On April 4, 2017, the Bunche Center interviewed UCLA professor of social psychology, Tiffany Brannon, to discuss her research on diversity science, a relatively new concept in psychology that explores when and how diversity works. She examines diversity initiatives that target historically underrepresented groups (e.g., ethnic minorities, first-generation college students, women in STEM fields) that have a positive social impact on both minorities and non-minorities.
When asked about her most interesting research project, she spoke about a study that influences psychology, diversity and the real world.
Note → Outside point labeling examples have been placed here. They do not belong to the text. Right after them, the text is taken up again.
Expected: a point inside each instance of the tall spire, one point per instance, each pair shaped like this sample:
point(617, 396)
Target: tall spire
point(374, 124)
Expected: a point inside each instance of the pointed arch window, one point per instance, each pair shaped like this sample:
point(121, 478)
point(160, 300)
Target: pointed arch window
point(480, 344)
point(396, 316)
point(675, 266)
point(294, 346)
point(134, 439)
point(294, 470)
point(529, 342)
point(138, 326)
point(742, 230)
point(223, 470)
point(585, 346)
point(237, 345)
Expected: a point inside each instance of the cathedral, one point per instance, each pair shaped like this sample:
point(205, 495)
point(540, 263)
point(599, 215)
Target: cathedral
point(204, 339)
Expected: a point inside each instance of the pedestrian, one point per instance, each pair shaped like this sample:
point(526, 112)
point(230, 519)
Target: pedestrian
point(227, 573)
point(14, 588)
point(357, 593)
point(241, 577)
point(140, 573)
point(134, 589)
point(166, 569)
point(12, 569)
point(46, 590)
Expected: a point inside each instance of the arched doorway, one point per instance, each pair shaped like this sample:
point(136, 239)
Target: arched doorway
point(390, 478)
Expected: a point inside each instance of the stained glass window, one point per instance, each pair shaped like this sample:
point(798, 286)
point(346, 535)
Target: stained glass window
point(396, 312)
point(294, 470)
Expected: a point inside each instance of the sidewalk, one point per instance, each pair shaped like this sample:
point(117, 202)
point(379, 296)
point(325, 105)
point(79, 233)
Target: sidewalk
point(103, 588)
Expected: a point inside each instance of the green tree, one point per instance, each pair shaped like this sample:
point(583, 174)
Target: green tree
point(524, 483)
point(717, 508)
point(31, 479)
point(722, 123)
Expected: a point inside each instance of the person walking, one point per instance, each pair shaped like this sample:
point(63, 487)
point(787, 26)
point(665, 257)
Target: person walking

Brannon wanted to see if people who are not among the historically disadvantaged would improve their attitudes and behaviors towards minority groups by taking a class on diversity; and whether a minority student’s sense of belonging would improve through this course. This study was influenced by recent diversity course requirements at colleges and universities throughout the country, including UCLA’s College of Letters and Sciences. The larger aim of the study is to understand under what conditions or ‘when’ and ‘how’ diversity related courses might succeed in fostering academic and social benefits.
Why Diversity Matters
When people lack the opportunity to have meaningful interactions with someone who differs from them socially, culturally and or ethnically, their behavior is shaped by stereotypes molded by the media. For example, if a non-black male has minimal interaction with other black males, he or she may rely on media portrayals of black males – representations that are more likely to be negative such as mugshots of black males on the news; thus, allowing black more than white individuals to be associated with criminal. By providing more diversity, which includes more women in the STEM field and more black students in a university, one acquires more diverse perspectives and higher interest in multicultural groups and more positive intergroup attitudes.
For this study, Brannon created a simulation diversity class called the “UCLA Centennial Study” (UCLA is a few years away from its centennial). 140 participants were randomly assigned to either write about a time when they felt connected to UCLA (the experimental condition) or about their commute to UCLA (the control condition). Students in the experimental condition read an excerpt from Borderlands/ La Frontera, by Gloria Anzaldua. The book is about US – Mexico borders and is written in Spanish on one side and English on the other. Students who read the book were advised to write a journal entry, essay or poem about it. Subjects then filled out identity measures and described themselves in different situations (i.e., with friends, family, and at UCLA). She examined overlapping circles to analyze how integrated people felt within different contexts. Subjects then took an implicit association test (IAT) to measure how quickly they made an association of something positive and negative about different racial groups (e.g., blacks, whites, Asians, and Latinos). Brannon investigated whether becoming immersed in the Latin-American culture by reading this book affected their attitudes toward multicultural groups. The participants’ interest was partially measured by how many raffle tickets they filled out to win a copy of the book. By reading a book about the Latin-American experience and deeply engaging with the content, students showed more positive associations of and interest in historically underrepresented groups. Brannon also found that students in the experimental condition (even for those who were not part of a historically underrepresented group), felt more socially connected to UCLA, and everyone in the social connection study to UCLA reported more overlap in their various identities.
Brannon hopes that at an institutional level, universities will show a real commitment to diversity classes so they are not marginalized. This is core to the experience of being a UCLA student, speaks volumes about how much value the university places on diversity, and enhances healthier, more positive associations of diverse groups.